Production of homozygous transgenic rainbow trout with enhanced disease resistance

Authors: CHIOU, PINWEN - University Of Connecticut; CHEN, MARIA - University Of Connecticut; LIN, CHUN-MEAN - University Of Connecticut; KHOO, JENNY - University Of Connecticut; LARSON, JON - University Of Connecticut; HOLT, RICH - Oregon State University; LEONG, JO-ANN - University Of Hawaii; THORGARRD, GARY - Washington State University; CHEN, THOMAS - University Of Connecticut

Submitted to: Marine Biotechnology
Publication Type: Peer Reviewed Journal
Publication Acceptance Date: 9/16/2013
Publication Date: 6/1/2014
Citation: Chiou, P.P., Chen, M.J., Lin, C., Khoo, J., Larson, J., Holt, R., Leong, J., Thorgarrd, G., Chen, T.T. 2014. Production of homozygous transgenic rainbow trout with enhanced disease resistance. Marine Biotechnology. 16(3): 299-308. DOI 10.1007/s10126-013-9550-z.

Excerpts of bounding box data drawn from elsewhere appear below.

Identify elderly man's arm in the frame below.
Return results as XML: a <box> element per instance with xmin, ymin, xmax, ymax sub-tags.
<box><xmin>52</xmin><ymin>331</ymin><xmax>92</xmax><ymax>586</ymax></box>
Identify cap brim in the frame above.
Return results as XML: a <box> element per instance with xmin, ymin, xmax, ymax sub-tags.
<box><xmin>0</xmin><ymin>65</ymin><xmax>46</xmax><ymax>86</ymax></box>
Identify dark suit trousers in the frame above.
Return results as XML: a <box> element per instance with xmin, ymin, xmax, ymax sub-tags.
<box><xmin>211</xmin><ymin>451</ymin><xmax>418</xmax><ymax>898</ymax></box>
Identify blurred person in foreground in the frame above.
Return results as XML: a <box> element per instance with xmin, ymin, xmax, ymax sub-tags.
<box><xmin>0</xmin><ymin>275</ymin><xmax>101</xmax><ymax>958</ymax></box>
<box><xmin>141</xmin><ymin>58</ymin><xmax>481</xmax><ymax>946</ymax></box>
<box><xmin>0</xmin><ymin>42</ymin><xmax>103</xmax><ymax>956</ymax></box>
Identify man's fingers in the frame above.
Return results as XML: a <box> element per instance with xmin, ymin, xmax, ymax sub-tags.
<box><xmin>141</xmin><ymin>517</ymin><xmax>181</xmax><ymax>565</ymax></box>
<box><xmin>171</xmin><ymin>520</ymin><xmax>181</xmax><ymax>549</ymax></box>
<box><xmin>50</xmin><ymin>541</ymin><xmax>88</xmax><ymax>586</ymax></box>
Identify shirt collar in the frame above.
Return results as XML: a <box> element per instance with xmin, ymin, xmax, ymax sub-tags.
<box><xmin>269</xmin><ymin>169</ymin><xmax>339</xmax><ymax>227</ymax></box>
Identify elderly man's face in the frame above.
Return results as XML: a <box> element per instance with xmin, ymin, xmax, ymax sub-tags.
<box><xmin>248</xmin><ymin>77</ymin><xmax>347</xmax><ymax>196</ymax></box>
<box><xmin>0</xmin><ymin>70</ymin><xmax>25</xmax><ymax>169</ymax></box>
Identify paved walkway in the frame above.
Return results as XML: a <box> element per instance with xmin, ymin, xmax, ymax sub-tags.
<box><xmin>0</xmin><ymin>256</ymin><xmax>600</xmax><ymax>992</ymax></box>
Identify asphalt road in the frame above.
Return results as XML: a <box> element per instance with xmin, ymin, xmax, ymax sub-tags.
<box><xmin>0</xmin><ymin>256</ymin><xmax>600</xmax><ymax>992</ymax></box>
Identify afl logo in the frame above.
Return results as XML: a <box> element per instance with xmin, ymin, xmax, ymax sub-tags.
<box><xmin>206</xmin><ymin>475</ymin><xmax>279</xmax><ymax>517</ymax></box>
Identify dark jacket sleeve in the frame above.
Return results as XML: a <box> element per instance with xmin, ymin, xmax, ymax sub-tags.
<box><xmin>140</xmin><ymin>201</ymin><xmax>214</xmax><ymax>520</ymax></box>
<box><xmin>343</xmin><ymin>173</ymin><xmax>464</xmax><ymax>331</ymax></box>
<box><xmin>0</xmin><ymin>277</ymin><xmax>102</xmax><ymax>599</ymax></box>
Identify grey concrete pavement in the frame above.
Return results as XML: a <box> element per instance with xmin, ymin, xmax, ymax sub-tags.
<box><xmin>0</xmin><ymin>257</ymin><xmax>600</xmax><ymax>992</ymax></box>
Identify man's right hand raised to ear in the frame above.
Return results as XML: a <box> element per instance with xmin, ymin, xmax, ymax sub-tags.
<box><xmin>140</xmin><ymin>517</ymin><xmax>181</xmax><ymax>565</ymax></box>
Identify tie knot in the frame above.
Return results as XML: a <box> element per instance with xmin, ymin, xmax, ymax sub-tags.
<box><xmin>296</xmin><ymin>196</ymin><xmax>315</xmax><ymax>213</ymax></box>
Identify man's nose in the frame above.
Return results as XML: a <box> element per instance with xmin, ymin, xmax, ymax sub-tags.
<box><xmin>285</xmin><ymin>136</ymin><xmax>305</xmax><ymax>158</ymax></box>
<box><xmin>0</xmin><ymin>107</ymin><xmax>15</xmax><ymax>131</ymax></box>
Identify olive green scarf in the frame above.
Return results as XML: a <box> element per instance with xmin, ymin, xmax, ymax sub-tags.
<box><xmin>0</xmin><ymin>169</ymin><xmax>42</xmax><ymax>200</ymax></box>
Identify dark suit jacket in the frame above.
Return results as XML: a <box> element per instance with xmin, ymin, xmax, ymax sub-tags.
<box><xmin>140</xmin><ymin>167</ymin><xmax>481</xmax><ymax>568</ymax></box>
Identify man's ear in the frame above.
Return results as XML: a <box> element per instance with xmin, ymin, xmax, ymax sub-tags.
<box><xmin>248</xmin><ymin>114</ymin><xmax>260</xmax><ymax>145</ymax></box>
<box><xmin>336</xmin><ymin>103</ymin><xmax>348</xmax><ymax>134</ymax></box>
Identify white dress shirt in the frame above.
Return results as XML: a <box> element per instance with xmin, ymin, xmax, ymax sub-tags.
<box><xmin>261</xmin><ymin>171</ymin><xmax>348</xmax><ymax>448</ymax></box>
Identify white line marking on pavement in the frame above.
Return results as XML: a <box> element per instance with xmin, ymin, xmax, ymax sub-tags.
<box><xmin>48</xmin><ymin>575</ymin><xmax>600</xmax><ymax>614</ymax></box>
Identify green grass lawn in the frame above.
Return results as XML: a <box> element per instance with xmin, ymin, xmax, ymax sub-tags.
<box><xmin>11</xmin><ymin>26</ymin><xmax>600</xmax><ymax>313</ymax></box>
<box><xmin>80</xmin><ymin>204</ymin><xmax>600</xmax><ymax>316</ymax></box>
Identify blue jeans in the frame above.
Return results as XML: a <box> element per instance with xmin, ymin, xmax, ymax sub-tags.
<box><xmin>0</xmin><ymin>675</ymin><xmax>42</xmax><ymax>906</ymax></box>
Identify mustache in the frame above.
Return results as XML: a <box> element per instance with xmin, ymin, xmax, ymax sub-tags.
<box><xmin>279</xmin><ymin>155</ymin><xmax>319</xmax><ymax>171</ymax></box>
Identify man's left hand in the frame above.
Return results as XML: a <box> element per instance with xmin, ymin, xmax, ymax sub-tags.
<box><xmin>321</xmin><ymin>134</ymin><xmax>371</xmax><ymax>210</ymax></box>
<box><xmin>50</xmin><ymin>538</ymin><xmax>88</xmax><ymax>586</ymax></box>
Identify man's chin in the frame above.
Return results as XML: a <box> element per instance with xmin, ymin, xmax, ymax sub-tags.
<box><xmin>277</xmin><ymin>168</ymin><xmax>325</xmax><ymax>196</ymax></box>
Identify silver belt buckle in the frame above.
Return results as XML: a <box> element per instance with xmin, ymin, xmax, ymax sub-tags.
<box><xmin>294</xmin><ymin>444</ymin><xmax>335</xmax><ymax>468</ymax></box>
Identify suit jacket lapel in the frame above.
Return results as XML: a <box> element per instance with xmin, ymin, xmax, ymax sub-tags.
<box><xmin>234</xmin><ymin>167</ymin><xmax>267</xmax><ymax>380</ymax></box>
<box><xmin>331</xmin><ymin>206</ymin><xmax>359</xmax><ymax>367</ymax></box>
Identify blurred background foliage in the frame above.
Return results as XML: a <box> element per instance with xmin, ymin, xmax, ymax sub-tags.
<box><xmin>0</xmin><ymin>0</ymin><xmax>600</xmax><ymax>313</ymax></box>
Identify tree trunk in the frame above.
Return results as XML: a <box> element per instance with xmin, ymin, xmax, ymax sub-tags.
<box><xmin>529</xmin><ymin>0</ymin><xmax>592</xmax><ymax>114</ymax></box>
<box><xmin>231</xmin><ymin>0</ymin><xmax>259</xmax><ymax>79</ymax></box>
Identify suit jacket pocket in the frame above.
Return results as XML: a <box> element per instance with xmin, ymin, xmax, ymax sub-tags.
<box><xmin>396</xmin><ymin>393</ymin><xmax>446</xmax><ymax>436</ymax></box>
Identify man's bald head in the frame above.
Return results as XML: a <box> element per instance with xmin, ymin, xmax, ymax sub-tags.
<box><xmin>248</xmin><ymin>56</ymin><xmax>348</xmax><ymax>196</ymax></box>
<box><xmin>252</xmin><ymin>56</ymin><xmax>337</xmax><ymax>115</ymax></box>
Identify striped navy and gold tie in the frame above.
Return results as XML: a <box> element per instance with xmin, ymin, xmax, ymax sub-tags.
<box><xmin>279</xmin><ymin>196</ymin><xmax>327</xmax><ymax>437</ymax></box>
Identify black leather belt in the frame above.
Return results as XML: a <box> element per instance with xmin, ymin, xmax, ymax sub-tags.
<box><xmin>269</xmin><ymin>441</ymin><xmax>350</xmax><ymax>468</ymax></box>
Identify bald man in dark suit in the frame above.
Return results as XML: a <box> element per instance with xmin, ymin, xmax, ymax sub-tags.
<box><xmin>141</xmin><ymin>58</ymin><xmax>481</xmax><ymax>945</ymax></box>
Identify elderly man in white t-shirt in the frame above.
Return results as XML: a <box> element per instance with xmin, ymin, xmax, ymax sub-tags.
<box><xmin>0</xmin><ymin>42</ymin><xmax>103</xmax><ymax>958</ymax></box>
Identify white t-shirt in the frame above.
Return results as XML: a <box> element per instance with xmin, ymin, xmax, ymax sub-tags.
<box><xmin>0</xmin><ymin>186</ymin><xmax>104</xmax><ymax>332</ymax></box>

Interpretive Summary: We report the production of disease resistant rainbow trout created by introducing an antimicrobial peptide gene into the genome using gene transfer technology. Eight families were established that exhibited resistant characteristics to infection by Aeromonas salmonicida and infectious hematopoietic necrosis virus (IHNV). These fish can be used to identify genes affecting disease resistant characteristics. In addition, the technique established in this paper can be applied to increase disease resistance in any aquaculture species.

Technical Abstract: Previous studies conducted in our laboratory showed that transgenic medaka expressing cecropin B transgenes exhibited resistant characteristic to fish bacterial pathogens, Pseudomonas fluorescens and Vibrio anguillarum. To confirm whether antimicrobial peptide gene will also exhibit antibacterial and anti-viral characteristics in aquaculture important fish species, we produced transgenic rainbow trout expressing cecropin P1 or a synthetic cecropin B analog, CF-17, transgene by sperm-mediated gene transfer method. About 30 % of fish recovered from electroporation were shown to carry the transgene as determined by polymerase chain reaction (PCR) amplification assay. Positive P1 transgenic fish were crossed to nontransgenic fish to establish F1 transgenic founder families, and subsequently generating F2, and F3 progeny. Expression of cecropin P1 and CF-17 transgenes was detected in transgenic fish by reverse transcription (RT)-PCR analysis. The distribution of body sizes among F1 transgenic fish were not significantly different from those of non-transgenic fish. Results of challenge studies revealed that many families of F2 and F3 transgenic fish exhibited resistance to infection by Aeromonas salmonicida and infectious hematopoietic necrosis virus (IHNV). All-male homozygous cecropin P1 transgenic families were produced by androgenesis from sperm of F3 heterozygous transgenic fish in one generation. The resistant characteristic to A. salmonicida was confirmed in progeny derived from the outcross of all-male fish to non-transgenic females. Results of our current studies confirmed the possibility of producing disease-resistant homozygous rainbow trout strains by transgenesis of cecropin P1 or CF-17 gene and followed by androgenesis.